"She speaks the truth," he replied as he strode into the house.
"You are not mated?"
"I am," he said.
"She doesn't know."
"No." He heard the troubled note in D'Ryn's voice but ignored it. Instead he strode through the bright hallways into the women's wing and into the first room. His sisters followed, D'Ryn relaying the information to her sisters. He set his lifemate on the bed and sat on the edge of the bed.
"Gage, water," he ordered.
"She's so little," Talal murmured.
"Brother, she is your intended? You felt the signs, as father said?" D'Ryn asked again. There was anxiety in her quiet voice.
"Yes," he said. D'Ryn sighed, and Talal whispered to the eldest sister. It was news they-- and the rest of his people!-- had been awaiting for many sun-cycles. He was relieved to give it at last.
"Where does she come from?" Talal asked. His youngest sister paused beside him, leaning against his thigh while she studied his lifemate with brown eyes a shade lighter than his.
"Far away, outside the Five Galaxies," he said.
"What is she called?" D'Ryn asked.
"Kiera," Talal responded. "Like one of Anshan's moons. It was a sign, brother."

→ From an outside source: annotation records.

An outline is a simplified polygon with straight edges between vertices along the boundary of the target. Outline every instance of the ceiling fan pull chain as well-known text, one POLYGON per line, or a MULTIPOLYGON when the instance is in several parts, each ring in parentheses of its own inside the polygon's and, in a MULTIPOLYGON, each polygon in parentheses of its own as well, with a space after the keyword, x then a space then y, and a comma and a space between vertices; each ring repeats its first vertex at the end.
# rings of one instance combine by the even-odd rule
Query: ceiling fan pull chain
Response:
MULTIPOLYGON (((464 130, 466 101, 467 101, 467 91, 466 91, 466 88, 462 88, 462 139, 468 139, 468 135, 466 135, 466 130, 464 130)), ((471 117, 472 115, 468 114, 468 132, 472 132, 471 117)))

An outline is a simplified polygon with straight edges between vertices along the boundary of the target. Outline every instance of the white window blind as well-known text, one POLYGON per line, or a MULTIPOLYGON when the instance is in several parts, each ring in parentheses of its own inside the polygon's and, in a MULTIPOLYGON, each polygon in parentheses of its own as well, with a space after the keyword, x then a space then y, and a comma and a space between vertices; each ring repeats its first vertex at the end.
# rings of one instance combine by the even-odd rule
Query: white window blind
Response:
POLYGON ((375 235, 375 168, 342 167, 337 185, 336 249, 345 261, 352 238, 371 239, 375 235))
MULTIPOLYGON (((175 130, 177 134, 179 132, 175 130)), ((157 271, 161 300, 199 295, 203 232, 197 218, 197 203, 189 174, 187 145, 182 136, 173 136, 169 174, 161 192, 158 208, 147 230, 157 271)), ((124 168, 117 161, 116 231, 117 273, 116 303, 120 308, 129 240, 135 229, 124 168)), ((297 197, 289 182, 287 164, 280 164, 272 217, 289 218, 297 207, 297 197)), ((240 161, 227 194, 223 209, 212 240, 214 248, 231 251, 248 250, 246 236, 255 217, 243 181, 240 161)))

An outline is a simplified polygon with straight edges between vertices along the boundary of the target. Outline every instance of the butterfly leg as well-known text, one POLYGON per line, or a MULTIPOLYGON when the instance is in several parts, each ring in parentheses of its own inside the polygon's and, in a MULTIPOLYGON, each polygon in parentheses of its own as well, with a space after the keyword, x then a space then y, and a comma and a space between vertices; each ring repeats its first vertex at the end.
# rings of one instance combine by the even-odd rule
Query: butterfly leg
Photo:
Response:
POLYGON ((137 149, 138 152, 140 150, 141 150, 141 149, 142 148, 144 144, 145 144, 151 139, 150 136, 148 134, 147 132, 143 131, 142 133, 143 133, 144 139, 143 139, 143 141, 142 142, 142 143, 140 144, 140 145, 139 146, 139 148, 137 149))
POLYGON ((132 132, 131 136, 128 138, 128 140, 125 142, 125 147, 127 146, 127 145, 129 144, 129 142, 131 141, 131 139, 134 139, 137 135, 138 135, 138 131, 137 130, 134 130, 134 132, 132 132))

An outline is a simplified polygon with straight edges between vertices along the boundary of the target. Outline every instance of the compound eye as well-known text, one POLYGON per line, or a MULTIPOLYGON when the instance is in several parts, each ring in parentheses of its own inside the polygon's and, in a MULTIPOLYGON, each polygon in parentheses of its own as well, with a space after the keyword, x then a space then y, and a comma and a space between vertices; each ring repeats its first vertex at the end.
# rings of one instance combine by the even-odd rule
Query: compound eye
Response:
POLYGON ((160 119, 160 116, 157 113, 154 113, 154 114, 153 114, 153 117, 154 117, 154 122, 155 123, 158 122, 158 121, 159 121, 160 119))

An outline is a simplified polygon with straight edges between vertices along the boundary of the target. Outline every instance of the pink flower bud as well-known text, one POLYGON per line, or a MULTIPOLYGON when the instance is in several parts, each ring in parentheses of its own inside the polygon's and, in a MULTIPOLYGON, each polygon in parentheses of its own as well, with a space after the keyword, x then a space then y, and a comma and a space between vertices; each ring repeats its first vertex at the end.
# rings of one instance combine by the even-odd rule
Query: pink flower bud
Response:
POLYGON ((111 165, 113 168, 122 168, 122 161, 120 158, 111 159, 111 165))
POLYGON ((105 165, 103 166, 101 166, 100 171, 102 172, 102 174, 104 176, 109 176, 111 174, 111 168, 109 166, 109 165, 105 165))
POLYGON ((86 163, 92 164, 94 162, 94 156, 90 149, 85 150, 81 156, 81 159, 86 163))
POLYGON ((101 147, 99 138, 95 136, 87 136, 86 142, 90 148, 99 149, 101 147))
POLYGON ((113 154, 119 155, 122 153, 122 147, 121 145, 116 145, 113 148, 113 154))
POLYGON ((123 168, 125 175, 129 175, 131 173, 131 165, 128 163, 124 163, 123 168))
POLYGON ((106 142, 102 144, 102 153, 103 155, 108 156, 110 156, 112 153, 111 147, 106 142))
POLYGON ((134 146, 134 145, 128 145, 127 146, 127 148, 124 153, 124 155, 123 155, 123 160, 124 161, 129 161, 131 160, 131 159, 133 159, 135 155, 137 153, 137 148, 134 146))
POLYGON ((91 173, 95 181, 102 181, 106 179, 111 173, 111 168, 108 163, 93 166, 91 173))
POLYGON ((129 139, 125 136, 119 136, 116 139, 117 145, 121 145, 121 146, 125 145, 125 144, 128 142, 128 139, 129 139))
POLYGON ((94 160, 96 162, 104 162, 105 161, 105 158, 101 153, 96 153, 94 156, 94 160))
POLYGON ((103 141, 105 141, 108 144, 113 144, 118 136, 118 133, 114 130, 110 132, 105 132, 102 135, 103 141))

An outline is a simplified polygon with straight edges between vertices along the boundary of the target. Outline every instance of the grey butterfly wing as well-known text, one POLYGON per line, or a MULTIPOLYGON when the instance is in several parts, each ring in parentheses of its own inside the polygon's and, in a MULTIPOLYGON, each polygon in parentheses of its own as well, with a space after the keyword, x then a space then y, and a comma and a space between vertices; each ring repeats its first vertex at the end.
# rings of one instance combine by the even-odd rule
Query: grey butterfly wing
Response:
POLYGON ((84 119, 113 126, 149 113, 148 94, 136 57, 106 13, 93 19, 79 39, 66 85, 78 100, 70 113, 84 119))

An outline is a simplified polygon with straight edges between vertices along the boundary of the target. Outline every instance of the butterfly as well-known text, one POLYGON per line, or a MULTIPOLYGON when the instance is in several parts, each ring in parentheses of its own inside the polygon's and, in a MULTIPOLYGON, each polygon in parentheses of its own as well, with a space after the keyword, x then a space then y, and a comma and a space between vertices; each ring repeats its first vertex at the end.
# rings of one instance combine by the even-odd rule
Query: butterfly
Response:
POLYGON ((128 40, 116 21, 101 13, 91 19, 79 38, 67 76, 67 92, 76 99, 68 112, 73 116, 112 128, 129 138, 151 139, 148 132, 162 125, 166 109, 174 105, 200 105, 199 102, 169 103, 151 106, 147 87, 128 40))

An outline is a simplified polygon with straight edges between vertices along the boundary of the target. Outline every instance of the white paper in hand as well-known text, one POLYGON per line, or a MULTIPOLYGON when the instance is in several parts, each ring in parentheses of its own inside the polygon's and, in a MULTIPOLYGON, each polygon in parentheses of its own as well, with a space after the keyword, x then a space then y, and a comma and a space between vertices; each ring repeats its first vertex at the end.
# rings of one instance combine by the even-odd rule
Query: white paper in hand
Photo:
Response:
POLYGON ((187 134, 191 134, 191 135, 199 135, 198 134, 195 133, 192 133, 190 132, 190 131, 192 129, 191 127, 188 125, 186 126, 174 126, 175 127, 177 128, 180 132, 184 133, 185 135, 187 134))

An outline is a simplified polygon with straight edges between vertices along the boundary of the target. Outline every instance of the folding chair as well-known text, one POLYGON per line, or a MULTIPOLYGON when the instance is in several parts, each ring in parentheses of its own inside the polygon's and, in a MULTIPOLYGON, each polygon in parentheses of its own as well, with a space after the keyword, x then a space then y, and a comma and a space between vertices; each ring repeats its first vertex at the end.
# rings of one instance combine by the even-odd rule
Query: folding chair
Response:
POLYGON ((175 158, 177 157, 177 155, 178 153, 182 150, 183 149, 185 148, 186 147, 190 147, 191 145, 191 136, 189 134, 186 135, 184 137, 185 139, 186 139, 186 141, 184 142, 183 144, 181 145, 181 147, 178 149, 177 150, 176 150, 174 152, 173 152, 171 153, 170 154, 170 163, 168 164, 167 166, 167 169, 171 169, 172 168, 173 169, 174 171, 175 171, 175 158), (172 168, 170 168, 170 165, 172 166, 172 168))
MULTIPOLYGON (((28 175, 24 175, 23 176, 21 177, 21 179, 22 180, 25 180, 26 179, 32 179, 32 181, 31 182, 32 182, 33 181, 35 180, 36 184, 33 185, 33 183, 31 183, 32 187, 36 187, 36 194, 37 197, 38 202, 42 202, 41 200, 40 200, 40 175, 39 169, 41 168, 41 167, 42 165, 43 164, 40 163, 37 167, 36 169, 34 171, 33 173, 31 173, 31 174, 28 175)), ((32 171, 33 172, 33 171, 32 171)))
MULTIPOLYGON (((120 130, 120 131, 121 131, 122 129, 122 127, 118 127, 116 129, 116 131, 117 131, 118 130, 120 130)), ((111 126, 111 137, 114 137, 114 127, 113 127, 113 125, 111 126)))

Kiera. He hadn't asked or cared. He knew what she was, and he was content to call her nishani, the title given to a warrior's lifemate. Her eyelids began to flutter.
"Leave us," he directed his sisters.
They obeyed. His woman awoke but was instantly stricken with a look of bewilderment. She sat up. They gazed at each other, and he felt a familiar tremor. At last, she reached for his arm. He let her take it and saw her attention shift to the bracelet.
"You can take it back," she said, at once frustrated when the bracelet gave no sign of loosening. She held out her arm instead. "I didn't understand what it meant."
"You agreed," he reminded her.
"I did no such thing!"
"We made an agreement based on three conditions," he said.
"The first was this, which I didn't understand, the second … you remember the second, and the third …" She trailed off, pensive. "You didn't name a third."
"The third was for you to agree to be my lifemate."
"I don't remember that!" she exclaimed.
"You never asked for the third condition."
Realization crossed her features and with it another flash of anger.